EDIT: This is really a case where a picture is worth a thousand words. I'd recommend drawing one.

Got it. Also the electric field opposite to charge particle (creating the applied electric field) will cancel.

Thanks,


JL

 

[jeff1evesque]

Sorry to do this, but could you explain how the fields cancel on the opposite side of the particle that created the applied electric field? To me it seems the fields created by the positive and negative charges from the plate cancel outside the plate. But the electric field from the source (charge that induced applied electric field) is still present. So at the opposite end of the applied charge exists the applied electric field, is that correct?

 

[kuruman]

Sorry to do this, but could you explain how the fields cancel on the opposite side of the particle that created the applied electric field? To me it seems the fields created by the positive and negative charges from the plate cancel outside the plate. But the electric field from the source (charge that induced applied electric field) is still present.
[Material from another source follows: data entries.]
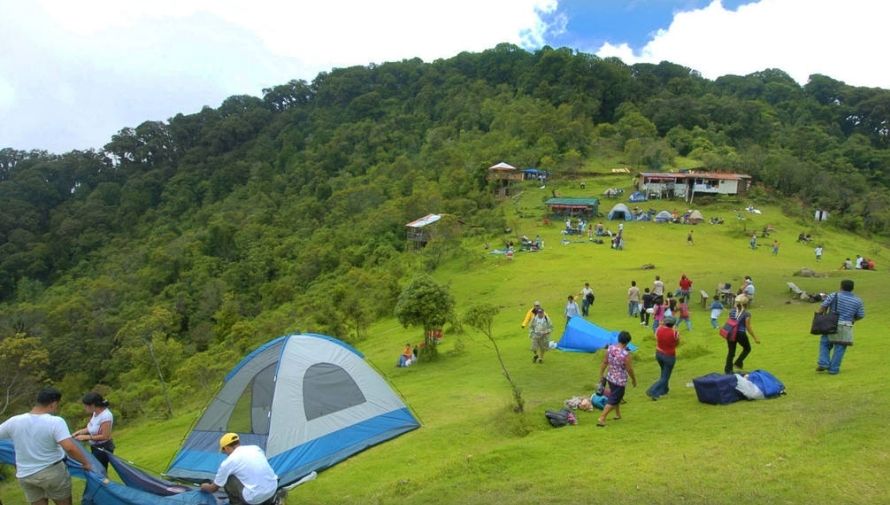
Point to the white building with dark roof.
(686, 185)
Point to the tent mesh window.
(251, 412)
(327, 388)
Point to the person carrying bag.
(740, 320)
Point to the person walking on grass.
(716, 310)
(633, 300)
(658, 290)
(98, 430)
(539, 333)
(850, 309)
(531, 314)
(666, 341)
(683, 313)
(586, 299)
(648, 304)
(743, 330)
(41, 440)
(616, 367)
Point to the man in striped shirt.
(849, 308)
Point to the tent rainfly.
(620, 211)
(695, 217)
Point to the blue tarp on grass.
(581, 335)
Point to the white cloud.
(7, 94)
(77, 72)
(844, 40)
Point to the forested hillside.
(192, 240)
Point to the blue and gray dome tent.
(580, 335)
(620, 211)
(308, 400)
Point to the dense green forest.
(181, 244)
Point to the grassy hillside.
(824, 442)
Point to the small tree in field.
(480, 317)
(425, 303)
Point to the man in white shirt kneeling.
(245, 474)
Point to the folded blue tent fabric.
(101, 491)
(581, 335)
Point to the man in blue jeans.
(849, 308)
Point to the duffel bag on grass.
(716, 389)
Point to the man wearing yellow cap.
(245, 474)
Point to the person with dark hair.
(743, 329)
(539, 332)
(647, 308)
(850, 309)
(587, 298)
(98, 430)
(619, 363)
(666, 341)
(658, 290)
(245, 474)
(633, 300)
(572, 309)
(41, 439)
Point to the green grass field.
(825, 442)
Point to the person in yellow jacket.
(530, 314)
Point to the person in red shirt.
(667, 339)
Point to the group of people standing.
(42, 440)
(617, 365)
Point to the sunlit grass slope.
(825, 442)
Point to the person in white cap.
(245, 474)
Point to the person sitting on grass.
(407, 356)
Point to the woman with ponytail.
(98, 430)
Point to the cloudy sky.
(73, 73)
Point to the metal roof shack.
(504, 176)
(688, 184)
(418, 232)
(573, 206)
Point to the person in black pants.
(648, 303)
(743, 330)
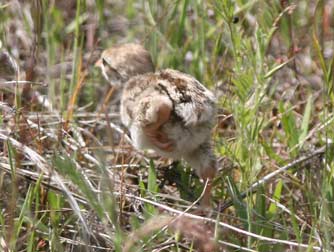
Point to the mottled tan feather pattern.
(168, 111)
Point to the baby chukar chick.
(167, 111)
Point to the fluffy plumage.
(168, 111)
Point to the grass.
(70, 180)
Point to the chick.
(168, 111)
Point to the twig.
(265, 179)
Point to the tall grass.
(69, 178)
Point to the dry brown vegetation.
(70, 179)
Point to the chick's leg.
(153, 130)
(207, 176)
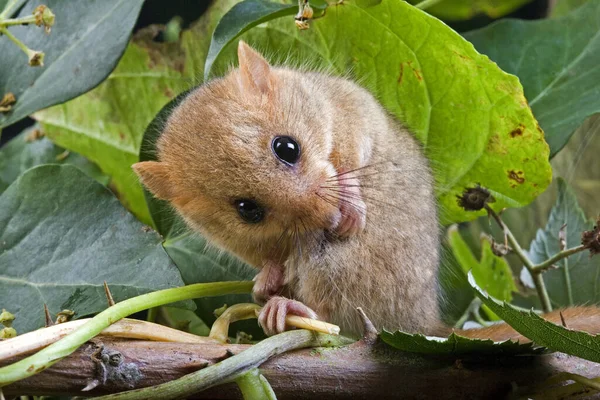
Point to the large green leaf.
(491, 272)
(471, 117)
(25, 151)
(455, 345)
(542, 332)
(583, 272)
(86, 42)
(196, 40)
(62, 235)
(107, 124)
(459, 10)
(557, 61)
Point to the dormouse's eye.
(250, 211)
(286, 149)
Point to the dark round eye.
(286, 149)
(250, 211)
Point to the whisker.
(359, 169)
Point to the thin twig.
(18, 21)
(8, 9)
(538, 280)
(557, 257)
(67, 345)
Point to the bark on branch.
(356, 371)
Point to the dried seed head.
(474, 199)
(6, 318)
(591, 239)
(500, 249)
(36, 58)
(44, 16)
(7, 102)
(64, 316)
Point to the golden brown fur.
(215, 149)
(358, 168)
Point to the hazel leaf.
(583, 271)
(86, 42)
(557, 61)
(542, 332)
(455, 345)
(460, 10)
(471, 117)
(62, 235)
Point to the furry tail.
(585, 319)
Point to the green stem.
(26, 50)
(425, 4)
(568, 281)
(231, 368)
(152, 313)
(538, 281)
(7, 9)
(253, 387)
(18, 21)
(557, 257)
(58, 350)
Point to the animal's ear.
(155, 176)
(255, 71)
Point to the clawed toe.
(273, 314)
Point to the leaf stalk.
(55, 352)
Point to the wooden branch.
(360, 370)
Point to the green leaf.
(556, 61)
(583, 271)
(196, 40)
(460, 10)
(455, 345)
(471, 117)
(16, 4)
(196, 261)
(563, 7)
(107, 124)
(242, 17)
(492, 272)
(61, 236)
(22, 153)
(86, 42)
(542, 332)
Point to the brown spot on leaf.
(418, 74)
(516, 176)
(537, 126)
(518, 131)
(7, 101)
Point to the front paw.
(268, 282)
(273, 314)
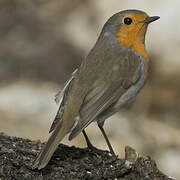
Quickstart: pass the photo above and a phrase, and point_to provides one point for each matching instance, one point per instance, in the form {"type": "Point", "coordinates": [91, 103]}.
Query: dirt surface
{"type": "Point", "coordinates": [17, 156]}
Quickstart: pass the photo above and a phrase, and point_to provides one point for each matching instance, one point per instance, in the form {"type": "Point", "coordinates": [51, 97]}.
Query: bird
{"type": "Point", "coordinates": [111, 76]}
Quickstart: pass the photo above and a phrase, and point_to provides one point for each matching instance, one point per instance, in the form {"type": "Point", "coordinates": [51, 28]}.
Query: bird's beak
{"type": "Point", "coordinates": [150, 19]}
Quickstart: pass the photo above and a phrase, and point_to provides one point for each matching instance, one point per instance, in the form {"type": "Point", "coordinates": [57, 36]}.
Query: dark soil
{"type": "Point", "coordinates": [17, 156]}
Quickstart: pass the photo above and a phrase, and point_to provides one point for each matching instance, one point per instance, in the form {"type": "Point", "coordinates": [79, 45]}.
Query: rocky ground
{"type": "Point", "coordinates": [17, 156]}
{"type": "Point", "coordinates": [42, 42]}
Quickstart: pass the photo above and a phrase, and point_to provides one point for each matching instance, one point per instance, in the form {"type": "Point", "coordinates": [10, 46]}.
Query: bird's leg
{"type": "Point", "coordinates": [106, 138]}
{"type": "Point", "coordinates": [89, 144]}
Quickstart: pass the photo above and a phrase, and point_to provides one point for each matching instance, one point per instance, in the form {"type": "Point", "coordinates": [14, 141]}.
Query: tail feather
{"type": "Point", "coordinates": [51, 145]}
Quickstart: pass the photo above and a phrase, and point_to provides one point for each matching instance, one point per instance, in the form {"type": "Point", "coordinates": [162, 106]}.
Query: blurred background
{"type": "Point", "coordinates": [41, 44]}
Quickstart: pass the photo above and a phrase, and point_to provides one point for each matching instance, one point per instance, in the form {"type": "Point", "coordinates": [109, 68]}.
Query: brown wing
{"type": "Point", "coordinates": [106, 93]}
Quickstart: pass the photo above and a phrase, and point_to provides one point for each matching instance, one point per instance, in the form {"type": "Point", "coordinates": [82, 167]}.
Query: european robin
{"type": "Point", "coordinates": [112, 74]}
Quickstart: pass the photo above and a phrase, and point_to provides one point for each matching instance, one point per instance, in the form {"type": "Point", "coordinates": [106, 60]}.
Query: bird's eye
{"type": "Point", "coordinates": [127, 21]}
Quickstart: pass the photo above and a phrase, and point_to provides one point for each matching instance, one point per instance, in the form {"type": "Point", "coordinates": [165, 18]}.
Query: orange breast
{"type": "Point", "coordinates": [134, 35]}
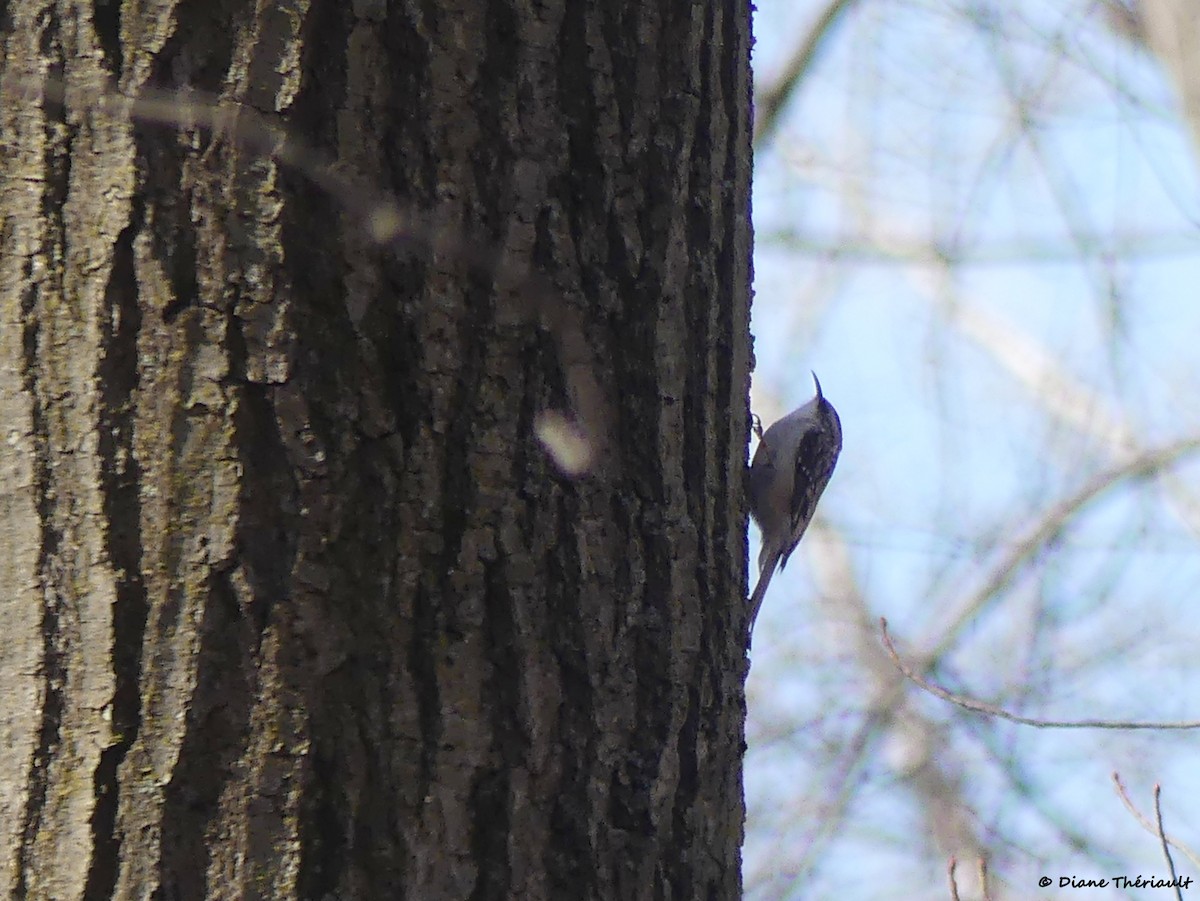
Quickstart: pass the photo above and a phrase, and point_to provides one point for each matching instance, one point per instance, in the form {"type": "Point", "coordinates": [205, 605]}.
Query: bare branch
{"type": "Point", "coordinates": [1146, 824]}
{"type": "Point", "coordinates": [981, 707]}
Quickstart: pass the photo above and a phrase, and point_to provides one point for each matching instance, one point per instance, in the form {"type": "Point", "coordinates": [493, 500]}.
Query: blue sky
{"type": "Point", "coordinates": [1073, 239]}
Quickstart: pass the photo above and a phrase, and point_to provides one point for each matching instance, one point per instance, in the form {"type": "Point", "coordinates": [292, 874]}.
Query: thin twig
{"type": "Point", "coordinates": [981, 707]}
{"type": "Point", "coordinates": [1162, 839]}
{"type": "Point", "coordinates": [1146, 824]}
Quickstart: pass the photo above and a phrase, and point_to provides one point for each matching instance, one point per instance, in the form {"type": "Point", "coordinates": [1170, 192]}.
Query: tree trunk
{"type": "Point", "coordinates": [295, 605]}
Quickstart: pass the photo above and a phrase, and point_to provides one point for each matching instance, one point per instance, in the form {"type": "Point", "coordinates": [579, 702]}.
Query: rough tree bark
{"type": "Point", "coordinates": [293, 602]}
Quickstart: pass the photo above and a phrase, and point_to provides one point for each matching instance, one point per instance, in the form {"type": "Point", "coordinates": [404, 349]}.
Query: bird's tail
{"type": "Point", "coordinates": [768, 563]}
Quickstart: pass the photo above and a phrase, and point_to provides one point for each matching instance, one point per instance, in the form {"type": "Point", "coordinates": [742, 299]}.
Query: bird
{"type": "Point", "coordinates": [790, 469]}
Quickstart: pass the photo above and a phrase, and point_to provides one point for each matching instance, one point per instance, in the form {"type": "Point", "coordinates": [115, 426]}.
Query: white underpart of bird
{"type": "Point", "coordinates": [790, 470]}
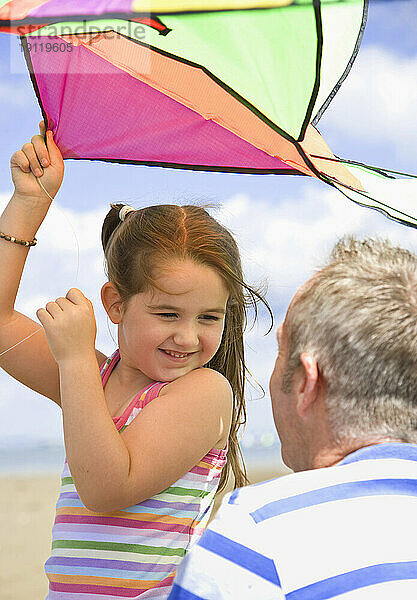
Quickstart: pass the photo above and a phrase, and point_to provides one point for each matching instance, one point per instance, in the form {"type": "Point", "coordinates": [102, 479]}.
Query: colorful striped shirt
{"type": "Point", "coordinates": [133, 552]}
{"type": "Point", "coordinates": [347, 532]}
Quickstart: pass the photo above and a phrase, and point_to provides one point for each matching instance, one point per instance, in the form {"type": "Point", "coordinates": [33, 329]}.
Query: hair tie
{"type": "Point", "coordinates": [124, 211]}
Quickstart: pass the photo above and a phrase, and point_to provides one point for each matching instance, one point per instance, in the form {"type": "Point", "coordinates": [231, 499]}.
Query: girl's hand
{"type": "Point", "coordinates": [38, 160]}
{"type": "Point", "coordinates": [70, 326]}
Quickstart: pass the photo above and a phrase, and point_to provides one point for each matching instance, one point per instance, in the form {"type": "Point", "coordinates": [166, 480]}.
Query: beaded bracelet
{"type": "Point", "coordinates": [10, 238]}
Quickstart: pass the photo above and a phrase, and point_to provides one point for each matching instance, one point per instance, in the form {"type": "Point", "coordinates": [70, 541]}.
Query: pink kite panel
{"type": "Point", "coordinates": [94, 117]}
{"type": "Point", "coordinates": [87, 7]}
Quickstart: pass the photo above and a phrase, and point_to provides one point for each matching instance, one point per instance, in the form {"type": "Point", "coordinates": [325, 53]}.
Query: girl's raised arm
{"type": "Point", "coordinates": [30, 362]}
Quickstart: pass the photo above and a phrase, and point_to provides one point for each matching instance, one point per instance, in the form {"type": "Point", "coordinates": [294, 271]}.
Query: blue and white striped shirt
{"type": "Point", "coordinates": [347, 531]}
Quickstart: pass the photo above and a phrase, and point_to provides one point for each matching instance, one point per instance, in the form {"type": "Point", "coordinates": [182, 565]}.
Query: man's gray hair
{"type": "Point", "coordinates": [358, 318]}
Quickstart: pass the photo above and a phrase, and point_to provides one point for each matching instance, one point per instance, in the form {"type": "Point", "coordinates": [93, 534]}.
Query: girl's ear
{"type": "Point", "coordinates": [112, 302]}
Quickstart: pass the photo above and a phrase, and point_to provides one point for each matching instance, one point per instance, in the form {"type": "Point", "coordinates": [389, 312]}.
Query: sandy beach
{"type": "Point", "coordinates": [26, 517]}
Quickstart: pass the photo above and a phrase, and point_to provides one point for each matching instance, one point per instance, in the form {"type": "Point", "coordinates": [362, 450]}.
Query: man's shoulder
{"type": "Point", "coordinates": [282, 486]}
{"type": "Point", "coordinates": [362, 473]}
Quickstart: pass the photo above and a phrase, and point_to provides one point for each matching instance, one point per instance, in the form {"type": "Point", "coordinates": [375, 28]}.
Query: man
{"type": "Point", "coordinates": [344, 397]}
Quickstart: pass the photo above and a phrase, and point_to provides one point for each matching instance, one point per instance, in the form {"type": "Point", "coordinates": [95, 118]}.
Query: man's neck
{"type": "Point", "coordinates": [330, 456]}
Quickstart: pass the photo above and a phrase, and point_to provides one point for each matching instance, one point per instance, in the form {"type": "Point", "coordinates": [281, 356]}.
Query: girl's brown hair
{"type": "Point", "coordinates": [153, 236]}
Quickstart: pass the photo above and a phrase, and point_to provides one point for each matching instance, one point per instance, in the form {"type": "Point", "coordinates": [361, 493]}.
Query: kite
{"type": "Point", "coordinates": [216, 85]}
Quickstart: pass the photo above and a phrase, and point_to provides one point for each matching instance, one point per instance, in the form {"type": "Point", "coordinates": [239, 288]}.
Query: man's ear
{"type": "Point", "coordinates": [112, 302]}
{"type": "Point", "coordinates": [307, 383]}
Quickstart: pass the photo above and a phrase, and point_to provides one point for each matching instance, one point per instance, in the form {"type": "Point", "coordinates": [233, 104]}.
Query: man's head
{"type": "Point", "coordinates": [350, 337]}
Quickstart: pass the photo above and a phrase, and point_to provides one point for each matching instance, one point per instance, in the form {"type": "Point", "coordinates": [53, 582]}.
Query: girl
{"type": "Point", "coordinates": [151, 434]}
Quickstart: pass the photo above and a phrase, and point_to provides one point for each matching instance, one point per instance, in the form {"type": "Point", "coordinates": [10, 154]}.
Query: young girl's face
{"type": "Point", "coordinates": [166, 334]}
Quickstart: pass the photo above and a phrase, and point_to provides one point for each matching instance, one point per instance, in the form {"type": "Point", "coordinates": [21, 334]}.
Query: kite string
{"type": "Point", "coordinates": [76, 275]}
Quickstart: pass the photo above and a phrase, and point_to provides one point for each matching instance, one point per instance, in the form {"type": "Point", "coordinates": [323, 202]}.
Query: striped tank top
{"type": "Point", "coordinates": [134, 552]}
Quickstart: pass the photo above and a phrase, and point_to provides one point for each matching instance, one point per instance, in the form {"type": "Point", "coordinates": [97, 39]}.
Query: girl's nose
{"type": "Point", "coordinates": [186, 337]}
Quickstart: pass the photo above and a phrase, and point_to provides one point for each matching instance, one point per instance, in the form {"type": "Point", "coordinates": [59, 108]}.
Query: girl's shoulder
{"type": "Point", "coordinates": [202, 381]}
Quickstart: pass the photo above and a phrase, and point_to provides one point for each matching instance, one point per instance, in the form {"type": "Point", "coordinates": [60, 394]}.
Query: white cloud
{"type": "Point", "coordinates": [15, 93]}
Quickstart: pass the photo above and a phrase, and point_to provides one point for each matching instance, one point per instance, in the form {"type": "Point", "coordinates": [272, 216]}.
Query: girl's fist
{"type": "Point", "coordinates": [38, 160]}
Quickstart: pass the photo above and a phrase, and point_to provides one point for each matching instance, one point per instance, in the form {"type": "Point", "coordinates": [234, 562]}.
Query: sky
{"type": "Point", "coordinates": [285, 226]}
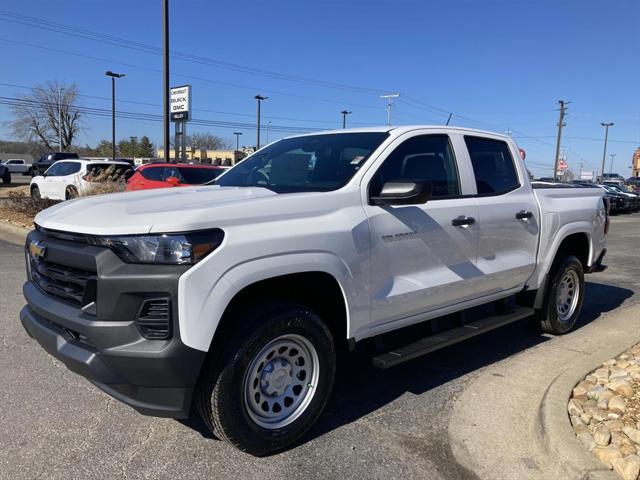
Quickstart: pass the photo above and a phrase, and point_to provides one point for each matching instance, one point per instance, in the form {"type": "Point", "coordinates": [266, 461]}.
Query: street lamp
{"type": "Point", "coordinates": [604, 153]}
{"type": "Point", "coordinates": [113, 76]}
{"type": "Point", "coordinates": [344, 118]}
{"type": "Point", "coordinates": [237, 134]}
{"type": "Point", "coordinates": [268, 125]}
{"type": "Point", "coordinates": [259, 98]}
{"type": "Point", "coordinates": [133, 147]}
{"type": "Point", "coordinates": [60, 90]}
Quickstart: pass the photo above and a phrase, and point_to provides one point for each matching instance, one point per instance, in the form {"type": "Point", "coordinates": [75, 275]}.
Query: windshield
{"type": "Point", "coordinates": [304, 164]}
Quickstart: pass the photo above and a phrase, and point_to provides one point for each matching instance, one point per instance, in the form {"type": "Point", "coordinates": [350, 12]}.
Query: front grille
{"type": "Point", "coordinates": [154, 318]}
{"type": "Point", "coordinates": [73, 285]}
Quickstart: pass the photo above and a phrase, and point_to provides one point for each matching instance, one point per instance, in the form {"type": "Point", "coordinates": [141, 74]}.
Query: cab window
{"type": "Point", "coordinates": [422, 158]}
{"type": "Point", "coordinates": [492, 165]}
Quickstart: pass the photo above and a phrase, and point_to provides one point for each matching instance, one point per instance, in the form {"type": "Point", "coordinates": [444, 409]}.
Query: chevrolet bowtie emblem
{"type": "Point", "coordinates": [37, 249]}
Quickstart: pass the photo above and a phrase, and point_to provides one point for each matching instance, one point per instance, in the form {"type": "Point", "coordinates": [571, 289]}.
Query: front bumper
{"type": "Point", "coordinates": [105, 345]}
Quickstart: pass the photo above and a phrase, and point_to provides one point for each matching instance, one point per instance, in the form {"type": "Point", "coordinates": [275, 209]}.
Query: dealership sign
{"type": "Point", "coordinates": [180, 103]}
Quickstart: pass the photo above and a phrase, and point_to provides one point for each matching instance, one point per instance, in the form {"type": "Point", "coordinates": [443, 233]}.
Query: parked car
{"type": "Point", "coordinates": [236, 297]}
{"type": "Point", "coordinates": [45, 161]}
{"type": "Point", "coordinates": [623, 190]}
{"type": "Point", "coordinates": [164, 175]}
{"type": "Point", "coordinates": [17, 165]}
{"type": "Point", "coordinates": [5, 174]}
{"type": "Point", "coordinates": [611, 178]}
{"type": "Point", "coordinates": [66, 179]}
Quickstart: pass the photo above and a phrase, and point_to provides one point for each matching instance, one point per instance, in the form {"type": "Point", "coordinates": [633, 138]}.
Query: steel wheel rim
{"type": "Point", "coordinates": [281, 381]}
{"type": "Point", "coordinates": [567, 295]}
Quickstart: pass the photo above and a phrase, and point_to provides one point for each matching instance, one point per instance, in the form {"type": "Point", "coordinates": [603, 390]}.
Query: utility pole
{"type": "Point", "coordinates": [604, 153]}
{"type": "Point", "coordinates": [563, 108]}
{"type": "Point", "coordinates": [113, 76]}
{"type": "Point", "coordinates": [133, 147]}
{"type": "Point", "coordinates": [60, 89]}
{"type": "Point", "coordinates": [268, 125]}
{"type": "Point", "coordinates": [237, 134]}
{"type": "Point", "coordinates": [389, 98]}
{"type": "Point", "coordinates": [344, 118]}
{"type": "Point", "coordinates": [165, 76]}
{"type": "Point", "coordinates": [259, 98]}
{"type": "Point", "coordinates": [611, 164]}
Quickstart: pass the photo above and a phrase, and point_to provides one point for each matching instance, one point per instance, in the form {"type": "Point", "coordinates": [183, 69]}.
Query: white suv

So at the opposite end of the applied charge exists the applied electric field, is that correct?

Correct. The electric field lines stop at the side of the conductor that has the negative induced charges and restart at the other side that has the positive charges. Inside the conductor there is no electric field. Cepheid is right. A picture is worth a lot in this case. I'll see if I can find one.

 

[kuruman]

OK, here is a picture as an attachment. The blue area is a piece of the conducting slab. Note that electric field lines start at + charges and stop at - charges. The black field lines that are generated by charges outside the conductor are canceled by the red lines so that the net field inside the conductor is zero as it should.

 

[cepheid]

The wikipedia page for "Faraday Cage" has a great animation.

 

[jeff1evesque]

OK, here is a picture as an attachment. The blue area is a piece of the conducting slab. Note that electric field lines start at + charges and stop at - charges. The black field lines that are generated by charges outside the conductor are canceled by the red lines so that the net field inside the conductor is zero as it should.

Cool, that's exactly how I pictured it. However, if the "black field lines" continue on the other side of the conducting slab, then is it still a shield? It seems if outside electric field exists on the opposite side of a conductor, it does not have the qualities of a shield. But most circuit boards have a solid conductor "to provide shielding"- which is similar to what I am trying to understand. By what we've found, the applied electric field will surely influence the circuitry behind the shield.

 

[cepheid]

Cool, that's exactly how I pictured it. However, if the "black field lines" continue on the other side of the conducting slab, then is it still a shield? It seems if outside electric field exists on the opposite side of a conductor, it does not have the qualities of a shield. But most circuit boards have a solid conductor "to provide shielding"- which is similar to what I am trying to understand. By what we've found, the applied electric field will surely influence the circuitry behind the shield.

I guess for a single flat slab, that would be true. But look at the Wikipedia animation for Faraday Cage that I mentioned. If the electronics are fully enclosed (the shielding goes all the way around like a cage), then the separation of charge occurs between the "near side" and "far side" of the enclosure, leaving the hollow space within it devoid of any electric field.